From January 2022, to April 2023, 2839 clinically suspected EPTB specimens were collected from patients referred to tertiary care hospitals in Gorakhpur, India. Specimens included lymph node aspirates, pleural fluid, cerebrospinal fluid, and tissue biopsies, processed according to the Indian National Tuberculosis Elimination Program protocols. Diagnostic evaluations employed microscopy (acid-fast bacilli staining), Xpert® MTB/RIF, and MTB-DR plus assays.

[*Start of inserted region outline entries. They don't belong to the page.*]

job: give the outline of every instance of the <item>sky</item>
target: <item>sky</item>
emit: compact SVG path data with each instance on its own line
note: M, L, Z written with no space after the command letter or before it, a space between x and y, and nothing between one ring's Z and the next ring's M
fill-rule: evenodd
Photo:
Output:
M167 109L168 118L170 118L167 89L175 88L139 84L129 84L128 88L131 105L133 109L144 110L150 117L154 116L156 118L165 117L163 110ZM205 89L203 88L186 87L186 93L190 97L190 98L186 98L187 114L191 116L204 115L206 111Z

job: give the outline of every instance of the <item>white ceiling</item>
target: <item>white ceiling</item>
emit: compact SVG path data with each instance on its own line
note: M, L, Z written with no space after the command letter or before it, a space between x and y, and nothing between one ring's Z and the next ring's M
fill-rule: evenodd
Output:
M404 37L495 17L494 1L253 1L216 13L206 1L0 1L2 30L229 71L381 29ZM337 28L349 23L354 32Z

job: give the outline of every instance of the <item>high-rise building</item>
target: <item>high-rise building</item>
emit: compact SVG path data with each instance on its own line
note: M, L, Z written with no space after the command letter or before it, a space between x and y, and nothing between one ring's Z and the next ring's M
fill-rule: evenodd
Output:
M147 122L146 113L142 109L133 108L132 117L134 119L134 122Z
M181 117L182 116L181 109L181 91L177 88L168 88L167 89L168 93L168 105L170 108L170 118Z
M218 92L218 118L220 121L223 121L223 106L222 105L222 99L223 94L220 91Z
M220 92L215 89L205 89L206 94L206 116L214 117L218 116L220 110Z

Of 2839 specimens, Xpert® MTB/RIF detected M. tuberculosis in 339 cases (11.9%), significantly outperforming microscopy (183 cases, 6.4%). The highest positivity rates occurred in tissue biopsies and lymph node aspirates (29%), while genitourinary TB was least frequent. Rifampicin resistance was identified in 14 cases (4.13%), all confirmed as multidrug-resistant TB (MDR-TB) by MTB-DR plus.
Xpert® MTB/RIF demonstrated superior sensitivity over microscopy, supporting its utility for EPTB diagnosis in low-resource settings. The high MDR-TB prevalence (4.13%) underscores the need for rapid molecular diagnostics to guide treatment. However, global EPTB burden estimates remain inconsistent, necessitating standardized surveillance and diagnostic protocols to improve detection accuracy and inform public health strategies.
由结核分枝杆菌复合群引起的结核病(TB)在全球每年导致约150万人死亡。由于样本采集具有侵入性以及传统诊断敏感性存在局限性,肺外结核病(EPTB)的诊断仍然具有挑战性。本研究评估了核酸扩增检测Xpert® 结核分枝杆菌/利福平(MTB/RIF)针对EPTB标本相对于直接显微镜检查的诊断性能。此外,我们比较了Xpert® MTB/RIF与MTB-DR plus线性探针检测法在一线抗结核药物耐药性检测方面的差异。
从2022年1月至2023年4月,从印度戈勒克布尔三级医院转诊的患者中收集了2839份临床疑似EPTB标本。标本包括淋巴结抽吸物、胸腔积液、脑脊液和组织活检样本,按照印度国家结核病消除计划方案进行处理。诊断评估采用显微镜检查(抗酸杆菌染色)、Xpert® MTB/RIF和MTB-DR plus检测法。
在2839份标本中,Xpert® MTB/RIF在339例(11.9%)中检测到结核分枝杆菌,显著优于显微镜检查(183例,6.4%)。组织活检和淋巴结抽吸物中的阳性率最高(29%),而泌尿生殖系统结核最为少见。在14例(4.13%)中鉴定出利福平耐药,所有这些病例通过MTB-DR plus均被确认为耐多药结核病(MDR-TB)。
Xpert® MTB/RIF显示出比显微镜检查更高的敏感性,支持其在资源匮乏地区用于EPTB诊断的效用。耐多药结核病的高患病率(4.13%)强调了需要快速分子诊断来指导治疗。然而,全球EPTB负担估计仍然不一致,需要标准化的监测和诊断方案以提高检测准确性并为公共卫生策略提供依据。